Denise Accurso
Hoje é meu aniversário. Estou completando 51 anos. Quase ninguém sabe disso, pois não tenho Facebook e não fiz questão de contar pra ninguém. Não gosto de fazer aniversário, nunca gostei, e essa falta de gosto piora a cada ano que passa.
Pouca gente sabe dessa data e são essas poucas pessoas que me passam mensagens de felicitações. Não me desagradam essas mensagens, nada disso. O que não gosto é de fazer um grande evento, chamar a atenção, ser obrigada a receber pessoas, ou ir a algum lugar com convidados. Prefiro que ninguém saiba.
Além disso, a cada ano que passa menos desejo marcar esse decorrer. Não aceito ser rotulada por conta dos anos que vivi. Tampouco pretendo me encaixar em perfis de “mulheres acima de cinquenta” ou coisa que o valha.
Quero me dar de presente um dia perfeito, discreto, fazendo coisas que me deixam feliz. Levantei tarde, estou terminando de me arrumar e logo vou a um bistrô que adoro para almoçar. Estou mais arrumada que de costume, inclusive maquiada.
O bistrô está com metade das mesas ocupadas. Escolho uma e peço meu almoço, depois de cumprimentar a proprietária, que fica no caixa e me conhece como frequentadora mais ou menos assídua.

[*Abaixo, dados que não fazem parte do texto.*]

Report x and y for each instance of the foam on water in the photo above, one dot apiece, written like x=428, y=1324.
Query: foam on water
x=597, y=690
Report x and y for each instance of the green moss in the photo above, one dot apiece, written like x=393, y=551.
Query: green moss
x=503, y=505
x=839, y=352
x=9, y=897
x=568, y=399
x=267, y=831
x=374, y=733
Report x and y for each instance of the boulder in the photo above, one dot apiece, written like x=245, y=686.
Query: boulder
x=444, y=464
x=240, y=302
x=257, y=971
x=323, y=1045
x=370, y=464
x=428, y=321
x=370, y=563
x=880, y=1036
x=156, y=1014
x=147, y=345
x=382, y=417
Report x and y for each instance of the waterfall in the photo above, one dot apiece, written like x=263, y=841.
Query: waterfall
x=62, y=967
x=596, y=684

Pago meu almoço. A moça do caixa sorri e me deseja um bom dia. Estou no segundo degrau em direção à rua quando ela me chama:
– Catarina. Catarina, só um instante!
Viro-me sorrindo. Imagino que tenha visto no meu cadastro ou coisa que o valha que dia é hoje.
– Esqueceste teu cartão!
Ela me estende o retângulo de plástico e já está olhando para o outro cliente que se aproxima para fazer seu pagamento. Essa foi por pouco!
Olho a hora e vejo que posso ir a pé tranquilamente para meu próximo compromisso. Marquei uma leitura de tarô com a Virgínia, ela joga pra mim há anos. Vou adorar estar com ela e ouvir o que o baralho me disser.
Chego com cinco minutos de folga. Virgínia me recebe com aquele sorrisão e um chazinho de jasmim que adoro. Sei que ela provavelmente vai lembrar que hoje é meu aniversário, mas não me importo, na verdade quase quero isso, um abraço de aniversário dessa pessoa tão querida e iluminada.
Jogamos. Ela vê várias coisas interessantes, me diz pra procurar minha gineco e outros conselhos. Aí, pergunta:
– Tem alguma coisa que tu queiras saber? Queres tirar alguma dúvida?
– Ai, sei lá, Virgínia. Diz alguma coisa sobre o dia de hoje!
Ela embaralha as cartas. Eu corto e corto de novo, ela abre algumas, aponta, explica.
– Em resumo. O que vejo pra hoje é mudança. Pode ser alguma notícia… mas parece que não. É alguma coisa interna. Uma mudança tua mesmo. É o que as cartas estão mostrando aqui, ó.
Ela me explica algumas coisas mas não retenho nada. Estou meio decepcionada por ela não lembrar do meu aniversário… Parece que isso teria que estar ali, no tarô. Mas não está.
Enfim… despeço-me dela com um abraço carinhoso. A consulta, que deveria durar uma hora, levou quase duas.
Saio de lá pensando no que fazer a seguir. Ir ao shopping? À cafeteria? Talvez ao cinema? Nada disso parece ser o que eu quero. Por fim, entendo melhor a resposta do tarô. Acesso o grupo de whats dos amigos e posto: “Pessoal! Hoje é meu aniversário e quero muito festejar com vocês! Quem puder, passa lá em casa e leva sua bebida. Espero todos. Gratidão!”
Repito a mensagem em alguns outros grupos e passo numa confeitaria a caminho de casa pra comprar salgadinhos. Sinto-me muito feliz.